New Monsanto corn improves yields in north, not overall
Monsanto said Monday that its premium corn seed yielded lower than its legacy product in its first year, but that its performance was encouraging in the northern corn belt, a key growing area.
With the U.S. harvest all but finished, the company's SmartStax corn seed yielded 2.5 bushels per acre less than the legacy product over 15,700 samples.
However, SmartStax, which combines eight biotech traits and was introduced into corn fields this year, showed on average a 3.6-bushel-per-acre yield advantage in 5,600 samples across the northern corn belt over the legacy product, which includes just three biotech traits.
The U.S. Department of Agriculture most recently projected a national average yield of 155.8 bushels per acre.
The results in the northern corn belt reaffirm the company's strategy for 2011, Chief Executive Hugh Grant said in a presentation to investors. Troubles with SmartStax were limited to a couple of existing hybrid seeds to which the biotech traits were introduced, the company said.

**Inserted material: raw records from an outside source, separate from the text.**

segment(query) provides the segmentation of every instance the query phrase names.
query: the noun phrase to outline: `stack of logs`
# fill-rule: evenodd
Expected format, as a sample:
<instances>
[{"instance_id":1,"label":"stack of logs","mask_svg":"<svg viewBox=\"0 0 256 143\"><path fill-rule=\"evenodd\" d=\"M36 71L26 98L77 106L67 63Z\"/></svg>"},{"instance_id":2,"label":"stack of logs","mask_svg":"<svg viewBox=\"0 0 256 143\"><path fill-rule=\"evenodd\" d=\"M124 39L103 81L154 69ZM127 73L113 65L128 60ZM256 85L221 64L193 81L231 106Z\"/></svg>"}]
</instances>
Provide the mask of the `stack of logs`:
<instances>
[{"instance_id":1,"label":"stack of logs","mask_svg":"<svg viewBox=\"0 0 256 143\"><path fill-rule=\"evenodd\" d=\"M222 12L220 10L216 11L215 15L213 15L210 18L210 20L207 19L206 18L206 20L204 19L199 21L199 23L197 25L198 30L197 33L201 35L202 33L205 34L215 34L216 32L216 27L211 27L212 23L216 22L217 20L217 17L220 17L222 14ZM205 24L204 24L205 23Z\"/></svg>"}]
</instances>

"Despite a rocky start with a couple of hybrids, it delivered," Grant said of SmartStax.
The yield data has been closely watched by investors looking for signs that the company's new premium seed is outperforming its legacy products. The company has been forced to roll back prices on SmartStax for 2011 in response to a farmer backlash on pricing, but officials have said its long-term strategy is to raise prices once the seed has proved its value.
Early yield reports from September showed that the SmartStax seed was yielding no better, and in some cases worse, than its legacy products, which sent stock prices tumbling.

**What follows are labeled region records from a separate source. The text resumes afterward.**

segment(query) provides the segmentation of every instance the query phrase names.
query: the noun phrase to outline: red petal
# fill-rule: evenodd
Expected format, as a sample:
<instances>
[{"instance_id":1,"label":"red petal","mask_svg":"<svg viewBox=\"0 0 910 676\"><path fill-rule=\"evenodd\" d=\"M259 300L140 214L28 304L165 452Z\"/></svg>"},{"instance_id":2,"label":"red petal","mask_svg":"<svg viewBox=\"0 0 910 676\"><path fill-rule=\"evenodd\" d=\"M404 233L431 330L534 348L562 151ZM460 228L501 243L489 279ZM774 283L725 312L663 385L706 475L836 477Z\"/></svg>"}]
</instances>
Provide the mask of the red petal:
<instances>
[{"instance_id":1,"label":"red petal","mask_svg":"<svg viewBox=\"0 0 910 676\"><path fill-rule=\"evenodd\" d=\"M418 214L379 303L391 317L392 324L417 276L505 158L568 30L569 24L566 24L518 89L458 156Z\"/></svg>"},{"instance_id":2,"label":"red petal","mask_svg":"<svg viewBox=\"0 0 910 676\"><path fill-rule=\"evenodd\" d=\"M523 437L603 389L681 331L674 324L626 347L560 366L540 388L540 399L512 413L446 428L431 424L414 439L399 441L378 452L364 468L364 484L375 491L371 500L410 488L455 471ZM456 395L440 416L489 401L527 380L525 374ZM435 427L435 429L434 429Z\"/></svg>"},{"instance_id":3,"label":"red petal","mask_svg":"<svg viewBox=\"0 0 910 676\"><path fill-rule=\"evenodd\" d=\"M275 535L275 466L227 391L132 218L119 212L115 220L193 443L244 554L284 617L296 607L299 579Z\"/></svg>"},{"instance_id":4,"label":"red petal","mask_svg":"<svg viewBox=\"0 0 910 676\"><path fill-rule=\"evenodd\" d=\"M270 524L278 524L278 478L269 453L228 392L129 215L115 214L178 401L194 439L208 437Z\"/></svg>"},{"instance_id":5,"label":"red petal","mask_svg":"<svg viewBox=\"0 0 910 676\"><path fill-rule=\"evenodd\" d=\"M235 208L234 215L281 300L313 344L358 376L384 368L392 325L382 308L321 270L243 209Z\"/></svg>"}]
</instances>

The St. Louis-based company reiterated Monday that lower-than-expected rootworm infestations this season has in some cases negated the advantage of SmartStax, designed to protect crops against various pests, but that its potential will emerge over time.
SmartStax will be offered with a wider variety of hybrids over the next couple of years, and its yield improvement is likely to follow that of its Roundup Ready soybean line, which also struggled initially before being introduced to more hybrids, officials said.
The company also reported that its premium soybean seed, Roundup Ready 2 Yield, demonstrated a yield advantage of more than 3 bushels per acre. It reiterated that it expects demand for the seed to climb next year into the "mid-teens millions of acres" in 2011.
The USDA projects a national average yield of 44.7 bushels per acre for soybeans.
Meanwhile, Monsanto is maintaining a dominant advantage in yields over rival Pioneer Hi-Bred, executives said.
The yield advantage for Monsanto's DeKalb seed brand over Pioneer Hi-Bred, DuPont Co.'s (DD) seed company, was 9.3 bushels per acre averaged over three years, up from 7.9 bushels per acre a year ago, said Ted Crosbie, Monsanto's vice president for plant breeding.
"There is zero evidence they are catching our corn breeding," he said.